We had a similar problem with the title attribute in https://www.w3.org/Bugs/Public/show_bug.cgi?id=10818: the title's value sometimes needs to have one direction while the element needs another. With the title attribute, however, we at least had a workaround: wrap the element in a span, move the title to the span, and set the dir attribute on both elements as each needs. This does not work for placeholder because placeholder does not work on a <span>.
Two possible solutions to this problem are:
1. define a placeholderdir attribute for <input>.
2. always display the placeholder as if it had dir=auto.
The second possibility is not perfect, but at least setting the placeholder description explicitly is more easily done by prefixing it with an ‎ or ‏ than by wrapping it in LRE|RLE and PDF characters.
Why would it be garbled? dir=rtl isn't an override, just an embedding. The most it would do is change the positioning of punctuation (easily fixed with explicit embedding information) or the alignment.
I guess I don't mind if we make it dir=auto, but I really find this allergy to Unicode bidi formatting characters to be getting out of control. This is an extreme edge case, we shouldn't add an attribute for it.
> Why would it be garbled? [...] The most
> it would do is change the positioning of punctuation
Well, first of all, misplaced punctuation is already sufficiently annoying.
But it can certainly get worse. For example, let's say that I have a site named "foo", with my own set of user accounts. The account names are limited to Latin letters, numbers, periods, underscores, and dashes. I support user interfaces in several languages, including RTL ones. Since "foo" is my brand, it remains "foo" in all locales.

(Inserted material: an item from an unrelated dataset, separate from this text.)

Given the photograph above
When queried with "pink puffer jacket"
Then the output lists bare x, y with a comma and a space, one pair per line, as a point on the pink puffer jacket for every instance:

Where the English UI has an <input type="text" placeholder="your foo username">, an RTL one has it as <input type="text" dir="ltr" placeholder="YOUR foo USERNAME">. (I am using the convention of uppercase Latin for RTL characters here to make this example intelligible to all readers.)
Why did I make it dir="ltr"? So that a username like john.doe will not go through the stage of looking like ".john" while being typed, with the caret jumping around and/or being displayed in strange places.

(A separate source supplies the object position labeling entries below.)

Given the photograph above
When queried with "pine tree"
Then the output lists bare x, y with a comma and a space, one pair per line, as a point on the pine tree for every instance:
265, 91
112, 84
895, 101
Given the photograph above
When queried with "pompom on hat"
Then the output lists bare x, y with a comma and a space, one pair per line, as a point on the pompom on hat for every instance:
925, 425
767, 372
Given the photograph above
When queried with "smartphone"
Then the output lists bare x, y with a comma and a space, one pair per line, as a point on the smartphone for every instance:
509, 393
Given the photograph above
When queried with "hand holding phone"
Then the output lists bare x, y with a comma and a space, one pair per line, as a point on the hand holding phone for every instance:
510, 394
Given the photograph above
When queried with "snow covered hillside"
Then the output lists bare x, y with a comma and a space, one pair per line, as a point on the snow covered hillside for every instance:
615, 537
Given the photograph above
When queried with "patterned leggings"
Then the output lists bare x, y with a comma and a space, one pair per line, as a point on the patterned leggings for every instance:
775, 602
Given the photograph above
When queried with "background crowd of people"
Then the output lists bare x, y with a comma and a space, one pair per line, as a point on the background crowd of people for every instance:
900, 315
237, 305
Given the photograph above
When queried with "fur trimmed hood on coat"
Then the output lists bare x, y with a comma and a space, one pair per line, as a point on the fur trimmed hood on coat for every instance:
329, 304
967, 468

To be intelligible, my placeholder has to be displayed RTL, as:
EMANRESU foo RUOY
Instead, because of the dir=ltr, it is displayed in LTR, as
RUOY foo EMANRESU
This is as intelligible as "username OOF your" would be in English.
So, I try to fix it by making my input dir="auto". It does not help, since the spec says that the value of any attribute has to be displayed in the element's *directionality*. This is either "ltr" or "rtl", never "auto". And for an empty <input> (which it has to be for the placeholder to be displayed), the dir=auto evaluates to "ltr" directionality.
> This is an extreme edge case
Not at all. My guess is that a very significant percentage of inputs is for types of data that has to be LTR, such as numeric data (e.g. phone number, age, item count) and always-ltr text data like the username above. In a well-designed RTL page, these should all be marked with dir=ltr. And once dir=auto becomes available in more browsers, most of the rest should be marked with dir=auto. In either case, the placeholder will be displayed LTR, and thus will be garbled in an RTL page if it (besides containing some RTL words):
- starts with a number, or
- ends with punctuation, or
- contains an LTR word (e.g. a brand name)
> easily fixed with explicit embedding information
There is nothing easy about using LRE/RLE + PDF for the average human being. By and large, users do not even know that they exist. They can not generate them on their keyboards, and if they could, their invisibility makes it a challenge to edit the placeholder later. And if they type them as entities, they wind up becoming discombobulated. For example, here is what "‪hello‬" looks like once I substitute actual RTL character for the "hello":
Having said all this and hopefully shown that the problem is real, I must admit that I do not know of a solution that really makes me happy.
This bug was cloned to create bug 17814 as part of operation convergence.
Silvia: assigning to you since there actually were changes made to the spec (added examples) for this.
Aharon: can you indicate if you are happy with the examples?
EDITOR'S RESPONSE: This is an Editor's Response to your comment. If
you are satisfied with this response, please change the state of
this bug to CLOSED. If you have additional information and would
like the Editor to reconsider, please reopen this bug. If you would
like to escalate the issue to the full HTML Working Group, please
add the TrackerRequest keyword to this bug, and suggest title and
text for the Tracker Issue; or you may create a Tracker Issue
yourself, if you are able to do so. For more details, see this
Change Description: applied patch
Rationale: adopted resolution by WHATWG
(In reply to comment #5)
The examples could be made a bit more clear by adding a dir="ltr" to each of the <input> tags (as would be typically done in an RTL page). Otherwise, they are fine.
I am still unhappy about having to use LRE/RLE/PDF to indicate the overall directionality of a placeholder. An attribsdir attribute as proposed by https://www.w3.org/Bugs/Public/show_bug.cgi?id=16160 (a.k.a. https://www.w3.org/Bugs/Public/show_bug.cgi?id=17829) would be a better solution to this problem.